One morning at 7am after letting all the poultry out for the day, we saw a fox checking them out. It was daylight, though only just at this time of the year. Needless to say we were not happy.
Next day, there were two eagles perched in a tree overlooking the wandering poultry! Now they are a predator too, and we have certainly seen them take our poultry in the past….. but……. they are a native Australian bird, indigenous to this area…… and so majestic! So of course the camera comes out, and numerous photos taken.
A pair of eagles watching the poultry
Needless to say, in the last two weeks since seeing the fox and the eagles, we have lost two geese and two turkeys, and everyone now needs to stay locked up in their pens for their safety!

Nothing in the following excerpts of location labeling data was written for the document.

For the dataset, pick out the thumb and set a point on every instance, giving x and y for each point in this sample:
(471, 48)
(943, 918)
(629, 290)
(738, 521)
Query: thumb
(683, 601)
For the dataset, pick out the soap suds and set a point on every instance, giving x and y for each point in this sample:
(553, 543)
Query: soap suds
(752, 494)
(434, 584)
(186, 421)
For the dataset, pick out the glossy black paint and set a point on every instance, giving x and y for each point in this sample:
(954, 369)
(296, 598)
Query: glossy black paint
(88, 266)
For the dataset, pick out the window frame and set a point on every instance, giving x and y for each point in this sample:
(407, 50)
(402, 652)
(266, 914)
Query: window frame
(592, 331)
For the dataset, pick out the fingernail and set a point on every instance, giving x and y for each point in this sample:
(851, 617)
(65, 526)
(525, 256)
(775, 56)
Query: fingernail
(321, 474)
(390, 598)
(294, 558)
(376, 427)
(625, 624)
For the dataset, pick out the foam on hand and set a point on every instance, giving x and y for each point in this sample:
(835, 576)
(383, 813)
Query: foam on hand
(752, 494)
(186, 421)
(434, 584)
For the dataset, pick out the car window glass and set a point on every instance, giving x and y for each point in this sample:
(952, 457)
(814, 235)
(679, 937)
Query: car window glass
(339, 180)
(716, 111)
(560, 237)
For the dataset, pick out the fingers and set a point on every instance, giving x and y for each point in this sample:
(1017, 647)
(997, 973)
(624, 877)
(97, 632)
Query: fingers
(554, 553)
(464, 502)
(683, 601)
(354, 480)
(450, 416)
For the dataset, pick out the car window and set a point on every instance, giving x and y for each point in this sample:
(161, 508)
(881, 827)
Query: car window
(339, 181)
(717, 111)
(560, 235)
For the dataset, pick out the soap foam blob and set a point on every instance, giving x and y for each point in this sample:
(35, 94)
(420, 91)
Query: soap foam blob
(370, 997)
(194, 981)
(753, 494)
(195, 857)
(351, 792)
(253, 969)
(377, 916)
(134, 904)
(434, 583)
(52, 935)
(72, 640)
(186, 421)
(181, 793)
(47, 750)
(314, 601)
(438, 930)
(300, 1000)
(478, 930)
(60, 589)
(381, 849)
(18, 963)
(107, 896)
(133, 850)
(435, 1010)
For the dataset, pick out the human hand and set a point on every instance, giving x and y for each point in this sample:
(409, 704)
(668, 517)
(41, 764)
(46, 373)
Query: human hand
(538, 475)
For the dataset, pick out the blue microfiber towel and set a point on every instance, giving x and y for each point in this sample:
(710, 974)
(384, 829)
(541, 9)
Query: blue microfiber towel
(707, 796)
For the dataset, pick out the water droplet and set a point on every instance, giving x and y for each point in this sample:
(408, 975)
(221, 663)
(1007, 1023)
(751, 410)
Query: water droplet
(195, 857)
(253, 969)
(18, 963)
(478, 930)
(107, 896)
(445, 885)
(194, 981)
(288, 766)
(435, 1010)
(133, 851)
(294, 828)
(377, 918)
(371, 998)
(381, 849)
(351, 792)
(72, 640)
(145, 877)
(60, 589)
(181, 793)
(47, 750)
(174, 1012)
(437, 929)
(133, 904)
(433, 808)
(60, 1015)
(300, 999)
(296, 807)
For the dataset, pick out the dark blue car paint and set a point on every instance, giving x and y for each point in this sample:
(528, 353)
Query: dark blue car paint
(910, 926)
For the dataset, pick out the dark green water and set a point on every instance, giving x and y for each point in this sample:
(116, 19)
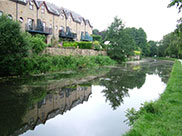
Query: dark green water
(82, 103)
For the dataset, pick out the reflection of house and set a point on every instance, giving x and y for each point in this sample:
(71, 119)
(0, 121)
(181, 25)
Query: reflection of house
(54, 104)
(41, 17)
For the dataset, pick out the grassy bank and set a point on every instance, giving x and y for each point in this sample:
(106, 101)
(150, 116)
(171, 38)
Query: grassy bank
(45, 63)
(162, 117)
(165, 58)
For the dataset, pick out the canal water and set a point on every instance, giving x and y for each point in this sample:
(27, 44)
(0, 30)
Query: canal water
(82, 103)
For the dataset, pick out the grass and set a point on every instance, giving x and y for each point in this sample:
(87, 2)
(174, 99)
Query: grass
(162, 117)
(165, 58)
(45, 63)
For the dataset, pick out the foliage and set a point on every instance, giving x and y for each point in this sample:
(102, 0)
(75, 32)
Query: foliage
(153, 48)
(45, 63)
(140, 39)
(162, 117)
(95, 32)
(14, 45)
(96, 37)
(54, 42)
(84, 45)
(121, 44)
(178, 3)
(37, 43)
(70, 44)
(137, 52)
(171, 45)
(97, 45)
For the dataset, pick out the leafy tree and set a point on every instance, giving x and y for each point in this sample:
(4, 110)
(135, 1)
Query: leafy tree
(95, 32)
(178, 3)
(13, 46)
(153, 48)
(121, 44)
(140, 39)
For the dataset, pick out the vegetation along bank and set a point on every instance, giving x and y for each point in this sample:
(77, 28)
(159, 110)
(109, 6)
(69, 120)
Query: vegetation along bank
(21, 53)
(162, 117)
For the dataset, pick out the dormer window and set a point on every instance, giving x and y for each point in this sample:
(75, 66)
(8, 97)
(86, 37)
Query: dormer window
(31, 5)
(43, 9)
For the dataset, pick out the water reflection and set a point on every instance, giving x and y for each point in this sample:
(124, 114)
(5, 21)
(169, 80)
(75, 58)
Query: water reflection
(54, 104)
(118, 81)
(26, 103)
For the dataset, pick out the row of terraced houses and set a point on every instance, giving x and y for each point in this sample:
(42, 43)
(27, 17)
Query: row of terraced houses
(41, 17)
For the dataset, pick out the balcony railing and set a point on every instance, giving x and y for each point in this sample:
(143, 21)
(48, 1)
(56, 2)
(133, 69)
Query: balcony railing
(68, 35)
(86, 37)
(38, 29)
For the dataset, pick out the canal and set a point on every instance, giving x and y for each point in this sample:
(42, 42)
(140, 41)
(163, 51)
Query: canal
(82, 103)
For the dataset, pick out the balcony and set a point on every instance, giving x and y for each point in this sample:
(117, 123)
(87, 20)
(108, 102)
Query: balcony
(86, 37)
(38, 29)
(67, 35)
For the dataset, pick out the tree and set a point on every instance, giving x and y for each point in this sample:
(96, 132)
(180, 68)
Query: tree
(153, 48)
(121, 44)
(178, 3)
(140, 39)
(13, 46)
(95, 32)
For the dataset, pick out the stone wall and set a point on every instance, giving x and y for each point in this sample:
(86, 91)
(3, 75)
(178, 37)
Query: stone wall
(73, 52)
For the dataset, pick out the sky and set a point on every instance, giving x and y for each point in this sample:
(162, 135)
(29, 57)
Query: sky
(152, 15)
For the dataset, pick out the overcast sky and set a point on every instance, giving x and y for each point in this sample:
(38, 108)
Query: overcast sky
(152, 15)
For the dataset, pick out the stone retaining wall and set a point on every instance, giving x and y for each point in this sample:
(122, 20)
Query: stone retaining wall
(73, 52)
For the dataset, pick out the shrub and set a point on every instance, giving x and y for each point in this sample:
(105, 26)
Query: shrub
(137, 52)
(85, 45)
(14, 45)
(70, 44)
(96, 37)
(54, 42)
(45, 63)
(38, 44)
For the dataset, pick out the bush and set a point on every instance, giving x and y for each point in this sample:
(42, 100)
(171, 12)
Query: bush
(97, 45)
(14, 46)
(85, 45)
(96, 37)
(70, 44)
(45, 63)
(37, 43)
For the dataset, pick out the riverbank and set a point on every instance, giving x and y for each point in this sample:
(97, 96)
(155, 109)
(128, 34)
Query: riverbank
(162, 117)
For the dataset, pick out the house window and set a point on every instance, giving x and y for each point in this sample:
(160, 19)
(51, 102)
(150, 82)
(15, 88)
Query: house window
(31, 5)
(1, 13)
(21, 19)
(10, 16)
(43, 9)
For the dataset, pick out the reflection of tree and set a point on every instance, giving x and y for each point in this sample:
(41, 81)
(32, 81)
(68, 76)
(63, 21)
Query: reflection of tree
(160, 68)
(13, 107)
(119, 81)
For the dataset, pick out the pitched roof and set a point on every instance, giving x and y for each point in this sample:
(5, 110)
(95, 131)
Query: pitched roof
(52, 8)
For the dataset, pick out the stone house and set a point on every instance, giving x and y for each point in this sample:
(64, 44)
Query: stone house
(41, 17)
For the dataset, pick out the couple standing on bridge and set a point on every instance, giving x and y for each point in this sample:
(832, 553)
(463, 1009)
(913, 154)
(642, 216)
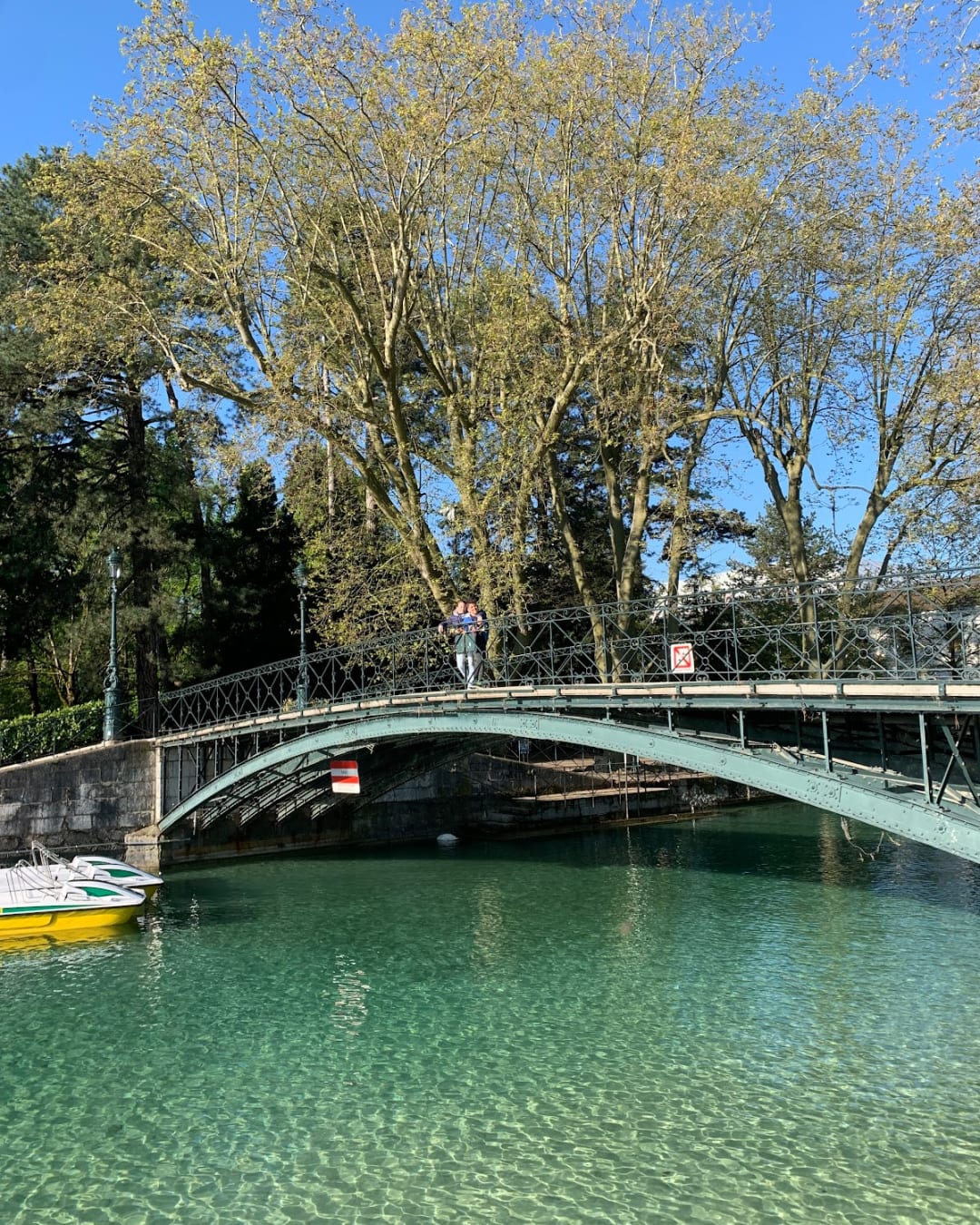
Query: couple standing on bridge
(468, 626)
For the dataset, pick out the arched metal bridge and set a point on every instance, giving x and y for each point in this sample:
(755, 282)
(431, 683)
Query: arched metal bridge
(859, 699)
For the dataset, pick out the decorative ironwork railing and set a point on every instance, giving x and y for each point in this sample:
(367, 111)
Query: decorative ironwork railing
(896, 630)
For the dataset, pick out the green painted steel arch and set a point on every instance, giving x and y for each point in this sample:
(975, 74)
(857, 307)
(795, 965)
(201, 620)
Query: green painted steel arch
(908, 816)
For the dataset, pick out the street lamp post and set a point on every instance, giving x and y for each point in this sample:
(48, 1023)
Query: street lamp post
(111, 714)
(303, 688)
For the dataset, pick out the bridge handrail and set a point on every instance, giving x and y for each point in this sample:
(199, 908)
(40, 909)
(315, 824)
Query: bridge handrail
(906, 627)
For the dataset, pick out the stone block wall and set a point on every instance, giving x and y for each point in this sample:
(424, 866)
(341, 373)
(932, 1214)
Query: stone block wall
(86, 798)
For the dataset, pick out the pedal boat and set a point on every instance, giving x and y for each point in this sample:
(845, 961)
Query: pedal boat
(34, 903)
(95, 867)
(115, 871)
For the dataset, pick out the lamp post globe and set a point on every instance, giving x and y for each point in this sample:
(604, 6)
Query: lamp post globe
(303, 686)
(111, 710)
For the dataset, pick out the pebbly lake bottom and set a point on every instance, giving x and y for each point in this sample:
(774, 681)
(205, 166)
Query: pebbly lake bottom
(734, 1019)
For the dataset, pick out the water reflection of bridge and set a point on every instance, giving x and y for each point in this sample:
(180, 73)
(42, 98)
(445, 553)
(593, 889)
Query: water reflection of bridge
(858, 699)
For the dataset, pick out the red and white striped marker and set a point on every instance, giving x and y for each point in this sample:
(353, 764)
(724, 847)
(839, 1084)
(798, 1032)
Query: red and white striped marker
(345, 777)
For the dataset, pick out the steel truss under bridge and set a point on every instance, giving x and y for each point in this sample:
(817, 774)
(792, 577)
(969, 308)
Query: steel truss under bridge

Well, most of Perth stayed indoors as much as possible today, with the temperature reaching 44.4C…….that is 112F for those overseas! We knew some heat was coming (plus it is summer after all and we do what we can to prepare for the heat…and bushfire season. We had put up shade cloth over the aquaponics grow beds, and the duck pen, and thank goodness we did that before today.
Shade cloth covering the veggies in the aquaponics
Late yesterday we gave everything a good deep watering in anticipation of the 41C forecast for today. As the temperature soared we turned on some sprinklers to give the birds some relief, and freshened up the water baths (check out the handy hints page) we have around the place.
Splish splash I was takin’ a bath…..on a 44 degree day!
We also put on the ‘overhead’ sprinklers. We have these on the house in case of a bushfire, but it also helps to cool down the house (we have a tin roof); and we also have them on the rabbit house, again for both reasons. The rabbits had their two litre bottles of ice (also mentioned in handy hints) this morning, and then a new one at 3.00 to help them out some more.
The poor turkeys are hot, as they recently had young and they are too small to let out along with the ducks, geese and poultry. We turned on the sprinkler for them too, and this helped cool them down.
Winter is the time when turkeys start to nest. This year our poor turkeys have been laying eggs, which have then been stolen by the crows. We have now had to lock them in a more secure enclosure, but made them a nice little nesting spot!
Turkeys like to nest in the scrub, so we brought the scrub to the turkeys! There are now 8 eggs covered up in the corner, so soon one of the turkey hens will sit on them, and we will be able to let the others out.
Like the rabbits, fish, ducks, sheep and poultry, we breed the turkeys for meat- just enough for us. They take longer to grow, 20 weeks or so, but are worthwhile for the amount of meat they produce.
Yet more death and destruction at McCarthy Park this week……went out to feed the animals one evening, and came face to face with a mangy looking fox actually curled up IN the chook run. It had obviously got in earlier and killed three chooks, but couldn’t get out again.
It is so, so distressing….and annoying, to lose our animals in this way. Foxes tend to just kill for the sake of it rather than for food. This fox was very skinny, and must have been hungry, yet had killed three chooks and just left them.
After much searching, we found a possible entry point – a very small gap under a gate, not at all something we would have thought a fox could fit through. Fortunately all the other animals free ranging at the time were unharmed.
Today we bought 7 turkey poults! They are still very young (under 1 week) so are in a small cage with a 100W light globe to keep them warm. We are still building their new enclosure, but it will be ready by the time they are! It just needs to be made fox proof, as unfortunately they do visit us from time to time, and they cause such destruction in a few moments.
The chicks are doing well, even the two that were rescued as newly hatched. They were near death, so we put them in the cage with the light and were amazed to see they survived. After a few days they were strong enough to slip back to the mother hen and chicks.